Step 1. Solve for the acceleration using the formula,
s=ut +1/2at^2, where s is the distance travelled, u is the initial velocity (in this case u=0 because
the block starts from rest),
a is the acceleration in m/s/s, and t is the time in sec.

Now substitute the given values:

10=(0)3+1/2a(3)^2
10=0+4.5a
a=10/4.5
=2.22m/s/s

Step 2.

If the block were frictionless, then F=ma, but since friction acts on the block an added force has to be applied to overcome the force of friction which is given by the formula: f=uN, where f equals the force of friction in Newtons, u is the coefficient of friction, and N is the load acting perpendicular to the surface expressed in Newtons. Substituting the given values, we get:
F=100*2.22=222Newtons
f=0.1*(100*9.8*cos30)
=0.1(100*9.8*0.866)
=84.9Newtons
Add the two together,i.e. F+f=222+84.9=306.9Newtons

Answer 3

The calculation you have done tells you how much force is required just to overcome the friction (84.96 N).

Next you need to figure out how much force it will take to overcome the force of gravity. This is equal to the component of the gravitational force that is parallel to the incline.

Finally, you need to figure out how much force is required to accelerate the block from 0 m/s to 6.667 m/s in 3 seconds. Why 6.667 m/s? Because the average speed over the 10 m is 3.333 m/s (= 10 m / 3 sec). If it starts at 0 m/s and ends at 6.667 m/s, then it will average 3.333 m/s, as desired. You can use F = ma to solve for this third component of the required force; since you know m and a, you can simply multiply them to calculate F.

Answer 4

I think this is a power issue because you've been given a time. There is a constant resistance due to friction through the distance, and that's work done. Then there's the amount that the block has been raised, and that's energy supplied to the block. If you add that work and energy and divide it by the time involved, you should get the force you need.
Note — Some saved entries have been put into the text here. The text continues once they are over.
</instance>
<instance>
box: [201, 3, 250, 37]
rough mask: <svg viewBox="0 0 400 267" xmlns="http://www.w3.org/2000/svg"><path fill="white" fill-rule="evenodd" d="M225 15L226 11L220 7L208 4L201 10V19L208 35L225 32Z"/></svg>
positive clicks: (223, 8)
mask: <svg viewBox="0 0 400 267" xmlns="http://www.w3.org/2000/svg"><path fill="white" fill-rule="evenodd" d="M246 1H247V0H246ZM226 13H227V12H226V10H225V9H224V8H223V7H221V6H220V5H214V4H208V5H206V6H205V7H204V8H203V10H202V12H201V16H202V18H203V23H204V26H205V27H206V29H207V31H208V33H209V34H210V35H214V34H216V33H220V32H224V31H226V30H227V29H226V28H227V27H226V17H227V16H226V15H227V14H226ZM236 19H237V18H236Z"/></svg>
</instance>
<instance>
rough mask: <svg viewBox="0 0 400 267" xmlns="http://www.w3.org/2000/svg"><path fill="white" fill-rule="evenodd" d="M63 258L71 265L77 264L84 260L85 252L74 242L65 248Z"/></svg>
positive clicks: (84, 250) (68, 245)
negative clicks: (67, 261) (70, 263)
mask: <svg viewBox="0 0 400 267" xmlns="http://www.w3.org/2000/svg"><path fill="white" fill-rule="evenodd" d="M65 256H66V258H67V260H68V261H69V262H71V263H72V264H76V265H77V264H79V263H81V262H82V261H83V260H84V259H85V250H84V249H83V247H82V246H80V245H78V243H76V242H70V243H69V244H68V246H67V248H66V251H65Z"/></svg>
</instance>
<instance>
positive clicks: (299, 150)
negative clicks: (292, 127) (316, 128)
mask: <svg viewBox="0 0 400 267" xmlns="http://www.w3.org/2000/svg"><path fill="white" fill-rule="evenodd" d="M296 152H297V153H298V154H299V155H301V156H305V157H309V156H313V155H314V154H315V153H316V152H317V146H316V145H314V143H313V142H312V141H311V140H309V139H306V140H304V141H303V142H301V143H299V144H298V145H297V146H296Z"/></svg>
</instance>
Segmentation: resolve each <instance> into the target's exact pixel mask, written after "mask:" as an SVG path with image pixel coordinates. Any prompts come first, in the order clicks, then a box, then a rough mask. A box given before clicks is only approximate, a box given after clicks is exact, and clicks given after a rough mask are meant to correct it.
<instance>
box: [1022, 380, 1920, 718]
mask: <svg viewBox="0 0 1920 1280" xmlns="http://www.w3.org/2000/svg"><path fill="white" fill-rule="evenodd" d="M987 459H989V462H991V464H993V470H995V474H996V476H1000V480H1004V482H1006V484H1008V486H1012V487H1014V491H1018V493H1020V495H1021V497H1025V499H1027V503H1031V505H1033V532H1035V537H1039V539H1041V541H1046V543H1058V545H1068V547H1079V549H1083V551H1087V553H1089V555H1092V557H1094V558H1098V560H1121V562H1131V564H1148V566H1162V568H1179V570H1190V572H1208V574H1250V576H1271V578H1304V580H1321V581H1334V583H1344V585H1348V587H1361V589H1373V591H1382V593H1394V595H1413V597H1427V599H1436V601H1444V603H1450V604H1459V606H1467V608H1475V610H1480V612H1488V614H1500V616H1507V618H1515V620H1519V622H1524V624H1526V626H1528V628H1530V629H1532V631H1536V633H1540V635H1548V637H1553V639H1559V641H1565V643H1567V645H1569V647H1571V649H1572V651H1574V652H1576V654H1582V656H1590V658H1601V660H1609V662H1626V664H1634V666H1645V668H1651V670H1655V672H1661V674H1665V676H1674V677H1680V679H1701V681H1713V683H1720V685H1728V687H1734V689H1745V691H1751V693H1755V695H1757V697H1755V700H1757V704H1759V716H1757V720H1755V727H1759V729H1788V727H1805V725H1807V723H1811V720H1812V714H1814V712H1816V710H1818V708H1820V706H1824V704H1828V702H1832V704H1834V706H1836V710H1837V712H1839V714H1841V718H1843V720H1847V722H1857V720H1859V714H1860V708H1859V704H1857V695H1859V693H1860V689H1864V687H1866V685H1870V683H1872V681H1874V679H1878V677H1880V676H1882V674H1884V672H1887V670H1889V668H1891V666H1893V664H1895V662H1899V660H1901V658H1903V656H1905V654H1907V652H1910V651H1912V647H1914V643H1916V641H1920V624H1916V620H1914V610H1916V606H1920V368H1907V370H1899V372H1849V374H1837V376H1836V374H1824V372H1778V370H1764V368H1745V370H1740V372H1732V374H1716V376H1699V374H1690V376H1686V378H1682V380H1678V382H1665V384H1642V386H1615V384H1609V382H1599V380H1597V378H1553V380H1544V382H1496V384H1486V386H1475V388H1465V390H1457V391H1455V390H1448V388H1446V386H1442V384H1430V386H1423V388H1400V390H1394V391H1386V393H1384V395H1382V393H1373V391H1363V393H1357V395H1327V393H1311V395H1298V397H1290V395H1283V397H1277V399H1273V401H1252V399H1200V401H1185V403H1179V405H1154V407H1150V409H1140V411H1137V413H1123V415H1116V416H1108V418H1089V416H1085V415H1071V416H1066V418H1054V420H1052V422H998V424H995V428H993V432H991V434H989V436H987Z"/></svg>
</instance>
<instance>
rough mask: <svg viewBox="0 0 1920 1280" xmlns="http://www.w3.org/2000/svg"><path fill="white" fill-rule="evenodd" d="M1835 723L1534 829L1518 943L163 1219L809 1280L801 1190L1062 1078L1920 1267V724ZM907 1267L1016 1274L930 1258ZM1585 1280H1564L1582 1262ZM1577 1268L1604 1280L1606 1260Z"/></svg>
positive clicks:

Feel free to b---h at me if I'm wrong because it's getting late.

Answer 5

Ff= 0.1(100)(9.80665)cos30
af = Ff/100 = 0.1*9.80665cos30 ("down" the incline)
s = s0 + v0t + (1/2)at^2, but a =(F-Ff)/m
s0 = 0, v0 = 0, so
s = (1/2)((F - mgsin30 - Ff)/m)t^2
F = (2ms/t^2) + Ff + mgsin30
F = (2ms/t^2) + μmgcos30 + mgsin30
F = m((2s/t^2) + g(μcos30 + sin30)
F = 100((2*10/3^2) + 9.80665(1+0.1√3)/2)
F = 100(20/9 + 9.80665(1+0.1√3)/2)
F = 797.4828 N
(84.928 N to overcome friction, 490.3325 N to overcome weight of the block acting "down" the plane, and 222.2222 N to privide acceleration)

Answer 6

Hey, I hope this helps. ur finding work is it?

W = Fd + μN
W = (100)(g)(10) + (0.1)(100)(g)(cos30)

u hv to add the normal working force and the extra force to overcome the friction. u didnt add them in ur attempt. but im not sure about the time issue because your question asked for force which has nothing to do with time. adding the time factor in would make it associated to finding power.